Modernizm kendinden öncekilerin değerlerini ve inançlarını değiştirmek istemiştir. Peki, modernizmin değiştirmek istediği gelenekler, değerler ya da yaşam biçimlerinin hepsi kötü müdür? Bu sorunun cevabını bir örnek üzerinden verelim.
Aşağıda Mary Milles Patrick’e (1850-1940) ait cümleleri okuyalım. Patrick, Abdülaziz döneminde (1861-1876) Haliç Köprüsü’nün üzerine yaslanıp etrafa baktığında gördüklerini şöyle anlatır:
“…yeni çölden gelen Afrikalılar, ardından da belki Paris’in son modası içinde Avrupalılar,…, beyaz kaftanı kafasını örtmüş halde çölden bir bedevi ya da altın şeritlerle süslenmiş mavi ya da kırmızı yünlü elbisesi içinde konsolosluktan bir tercüman, parlak renkli ipek kaftanlar ve romantik beyaz başörtüler içindeki Türk kadınlar, ardından koyu kahverengi, koni biçimindeki şapkası ve ağır beyaz ya da kahverengi kaftanıyla bir derviş, yüksek astragan şapkalı bir grup Farslı, ağır giysisiyle tespihini çeken Katolik bir papaz, zenci iri bir harem ağası, …, ardından maymun taşıyan bir Afrikalı, farklı giysisi içinde bir masalcı, altın işlemeli mavi kostümleriyle ve bellerinde silahlarla muhteşem Arnavutlar, Arap atının üzerine binmiş bir prens” (s.22-23).

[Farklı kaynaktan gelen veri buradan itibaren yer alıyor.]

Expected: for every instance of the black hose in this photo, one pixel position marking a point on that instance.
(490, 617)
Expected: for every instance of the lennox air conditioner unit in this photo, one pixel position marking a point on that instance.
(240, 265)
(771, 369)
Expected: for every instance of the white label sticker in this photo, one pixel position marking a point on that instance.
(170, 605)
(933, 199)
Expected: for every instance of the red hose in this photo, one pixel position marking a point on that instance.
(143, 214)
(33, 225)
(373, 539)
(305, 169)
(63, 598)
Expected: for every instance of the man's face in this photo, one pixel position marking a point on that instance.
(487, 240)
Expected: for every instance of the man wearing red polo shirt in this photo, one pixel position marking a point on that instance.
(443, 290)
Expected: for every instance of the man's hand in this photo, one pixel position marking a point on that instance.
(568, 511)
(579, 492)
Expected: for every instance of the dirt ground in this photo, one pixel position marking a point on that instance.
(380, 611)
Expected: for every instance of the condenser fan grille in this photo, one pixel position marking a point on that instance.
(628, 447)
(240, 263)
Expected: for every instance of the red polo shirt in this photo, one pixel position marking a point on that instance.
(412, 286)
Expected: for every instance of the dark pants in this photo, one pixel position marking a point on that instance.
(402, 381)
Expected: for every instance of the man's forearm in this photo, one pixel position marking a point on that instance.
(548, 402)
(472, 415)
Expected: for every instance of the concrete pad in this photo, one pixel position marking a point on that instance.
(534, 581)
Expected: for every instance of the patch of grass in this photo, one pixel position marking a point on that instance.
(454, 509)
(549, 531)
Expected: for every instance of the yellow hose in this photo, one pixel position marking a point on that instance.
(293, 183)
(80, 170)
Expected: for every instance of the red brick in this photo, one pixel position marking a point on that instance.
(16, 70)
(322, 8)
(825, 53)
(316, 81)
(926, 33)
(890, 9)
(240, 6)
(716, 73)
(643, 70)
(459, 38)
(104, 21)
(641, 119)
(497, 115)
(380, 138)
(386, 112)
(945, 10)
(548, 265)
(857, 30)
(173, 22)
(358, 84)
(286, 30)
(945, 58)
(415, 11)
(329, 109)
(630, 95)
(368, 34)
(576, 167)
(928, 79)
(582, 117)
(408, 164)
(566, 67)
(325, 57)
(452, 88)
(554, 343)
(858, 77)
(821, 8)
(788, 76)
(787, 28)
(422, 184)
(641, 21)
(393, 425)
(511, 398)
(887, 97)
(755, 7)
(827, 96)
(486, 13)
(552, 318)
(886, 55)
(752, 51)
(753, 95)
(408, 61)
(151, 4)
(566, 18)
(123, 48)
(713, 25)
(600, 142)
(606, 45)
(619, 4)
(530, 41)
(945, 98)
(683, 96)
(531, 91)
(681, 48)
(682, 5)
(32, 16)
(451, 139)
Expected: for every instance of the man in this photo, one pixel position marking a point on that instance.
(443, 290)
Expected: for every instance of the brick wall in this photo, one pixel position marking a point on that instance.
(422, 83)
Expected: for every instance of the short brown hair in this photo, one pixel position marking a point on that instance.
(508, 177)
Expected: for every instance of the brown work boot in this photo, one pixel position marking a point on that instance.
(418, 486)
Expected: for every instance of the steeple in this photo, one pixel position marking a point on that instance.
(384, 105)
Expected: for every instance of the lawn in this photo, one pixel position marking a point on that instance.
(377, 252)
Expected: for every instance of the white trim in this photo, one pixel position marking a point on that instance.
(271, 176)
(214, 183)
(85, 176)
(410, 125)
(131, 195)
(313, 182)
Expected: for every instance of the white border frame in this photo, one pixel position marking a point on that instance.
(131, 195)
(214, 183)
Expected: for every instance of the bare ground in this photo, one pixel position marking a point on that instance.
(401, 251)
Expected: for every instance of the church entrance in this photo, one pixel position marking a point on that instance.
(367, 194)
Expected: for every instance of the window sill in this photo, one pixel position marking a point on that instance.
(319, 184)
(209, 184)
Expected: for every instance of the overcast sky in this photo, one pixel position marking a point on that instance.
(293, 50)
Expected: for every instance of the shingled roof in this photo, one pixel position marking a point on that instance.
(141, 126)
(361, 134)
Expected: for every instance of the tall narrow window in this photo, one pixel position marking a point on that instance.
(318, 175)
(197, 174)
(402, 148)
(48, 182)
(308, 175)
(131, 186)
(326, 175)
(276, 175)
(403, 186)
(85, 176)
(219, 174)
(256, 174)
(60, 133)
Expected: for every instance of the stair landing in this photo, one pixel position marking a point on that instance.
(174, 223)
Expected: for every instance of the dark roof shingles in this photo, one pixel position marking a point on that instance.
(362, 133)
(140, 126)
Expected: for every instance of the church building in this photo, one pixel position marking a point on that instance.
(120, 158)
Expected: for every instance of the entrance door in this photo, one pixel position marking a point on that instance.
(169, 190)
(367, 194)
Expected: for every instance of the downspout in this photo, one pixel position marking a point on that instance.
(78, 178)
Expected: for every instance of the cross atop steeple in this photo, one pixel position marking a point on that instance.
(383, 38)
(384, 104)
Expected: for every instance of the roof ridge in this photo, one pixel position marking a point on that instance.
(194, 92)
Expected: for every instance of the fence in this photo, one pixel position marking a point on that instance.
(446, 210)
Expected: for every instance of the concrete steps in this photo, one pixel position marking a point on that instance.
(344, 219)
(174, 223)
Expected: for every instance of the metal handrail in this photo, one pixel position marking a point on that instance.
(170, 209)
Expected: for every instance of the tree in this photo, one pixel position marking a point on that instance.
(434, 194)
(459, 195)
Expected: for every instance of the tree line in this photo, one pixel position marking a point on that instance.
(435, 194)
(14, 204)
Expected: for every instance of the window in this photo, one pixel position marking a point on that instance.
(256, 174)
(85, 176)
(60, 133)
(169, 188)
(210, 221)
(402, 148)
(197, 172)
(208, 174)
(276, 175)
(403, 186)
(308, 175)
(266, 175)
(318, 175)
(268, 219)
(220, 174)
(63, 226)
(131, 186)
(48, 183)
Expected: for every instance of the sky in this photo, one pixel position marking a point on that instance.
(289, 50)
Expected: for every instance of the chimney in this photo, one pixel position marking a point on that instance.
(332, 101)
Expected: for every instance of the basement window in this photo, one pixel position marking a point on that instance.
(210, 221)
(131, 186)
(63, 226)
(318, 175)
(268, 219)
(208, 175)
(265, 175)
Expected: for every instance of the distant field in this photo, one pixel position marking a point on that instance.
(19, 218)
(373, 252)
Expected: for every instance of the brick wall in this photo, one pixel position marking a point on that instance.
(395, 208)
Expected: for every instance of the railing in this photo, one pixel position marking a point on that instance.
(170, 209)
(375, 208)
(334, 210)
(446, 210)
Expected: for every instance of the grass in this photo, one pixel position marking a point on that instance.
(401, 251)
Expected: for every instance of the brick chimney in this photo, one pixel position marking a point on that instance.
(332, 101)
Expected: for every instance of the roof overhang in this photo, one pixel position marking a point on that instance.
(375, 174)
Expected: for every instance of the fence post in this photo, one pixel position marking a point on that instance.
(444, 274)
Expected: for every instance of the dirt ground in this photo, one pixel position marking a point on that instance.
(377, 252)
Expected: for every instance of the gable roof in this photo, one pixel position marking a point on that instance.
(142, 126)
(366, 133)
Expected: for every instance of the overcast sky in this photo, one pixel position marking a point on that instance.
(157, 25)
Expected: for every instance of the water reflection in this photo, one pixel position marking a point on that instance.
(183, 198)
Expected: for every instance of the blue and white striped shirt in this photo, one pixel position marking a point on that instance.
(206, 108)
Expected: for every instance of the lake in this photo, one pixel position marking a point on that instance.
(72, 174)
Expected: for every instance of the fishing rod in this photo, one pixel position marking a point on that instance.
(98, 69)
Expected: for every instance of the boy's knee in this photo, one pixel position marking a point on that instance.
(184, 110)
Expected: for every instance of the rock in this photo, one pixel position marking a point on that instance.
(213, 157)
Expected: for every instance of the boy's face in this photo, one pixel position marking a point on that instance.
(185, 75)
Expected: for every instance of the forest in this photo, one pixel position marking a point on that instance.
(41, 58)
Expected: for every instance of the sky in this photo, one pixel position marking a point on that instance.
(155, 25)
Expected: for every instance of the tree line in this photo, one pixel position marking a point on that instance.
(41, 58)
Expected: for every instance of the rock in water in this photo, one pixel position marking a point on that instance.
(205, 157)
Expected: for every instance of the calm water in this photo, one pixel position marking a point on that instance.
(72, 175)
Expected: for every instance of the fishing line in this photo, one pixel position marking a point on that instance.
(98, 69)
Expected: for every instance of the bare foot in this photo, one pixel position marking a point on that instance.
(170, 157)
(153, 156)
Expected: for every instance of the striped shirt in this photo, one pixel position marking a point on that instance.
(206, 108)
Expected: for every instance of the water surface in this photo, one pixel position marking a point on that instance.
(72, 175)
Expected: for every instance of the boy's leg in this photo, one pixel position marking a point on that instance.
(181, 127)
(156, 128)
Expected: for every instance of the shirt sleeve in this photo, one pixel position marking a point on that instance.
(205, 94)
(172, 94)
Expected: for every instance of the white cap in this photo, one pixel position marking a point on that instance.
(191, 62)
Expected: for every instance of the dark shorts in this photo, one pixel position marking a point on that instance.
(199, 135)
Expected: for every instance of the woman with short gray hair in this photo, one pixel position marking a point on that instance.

Bu satırlarda bahsi geçen çok-renklilik ya da çok-kültürlülük, modernizmin küçük gardrobu içinde yok olmadı mı? Modernleşen ülkeler, Avrupa’yı taklit ederek şapka, gömlek, pantalon, kravat ve ceket sarmalına haps olmadı mı? Hala o sarmalın içerisinde değil miyiz? “Modern” giysisi olmayanlara bugün ne kadar itibar edilmekte?
Modernizmin yok ettiği işte bu renkli, çok kültürlü ortamın, bugün, ilginç bir şekilde, öne çıkarılmaya çalışıldığını görmekteyiz. Tabi bu çok-kültürlülük de modernizmin çizdiği sınırlar içerisinde kaldığı sürece kabul edilebilir… Örneğin, Batı kültürü dışındaki kültürler otantik bulunur çünkü bu farklı kültürler, Batılılara tatil için elverişli ortam sunar… Çok-kültürlü dünyanın renkleri National Geographic gibi dergilerde, Batılıların gözünden okuyucuya sunulur… Batılı gözünden, Batılıların izin verdiği ölçüde bir çok-kültürlülük… Bugün geleneklerin canlandırılışı gibi görülen faaliyetler, aslında geleneğin yozlaştırılmış ve modernleştirilmiş halleri… Turist çekmek için kapitalist bir anlayış içerisinde gelenekmiş gibi gösterilenler, kılık değiştirmiş bir modernizm aslında!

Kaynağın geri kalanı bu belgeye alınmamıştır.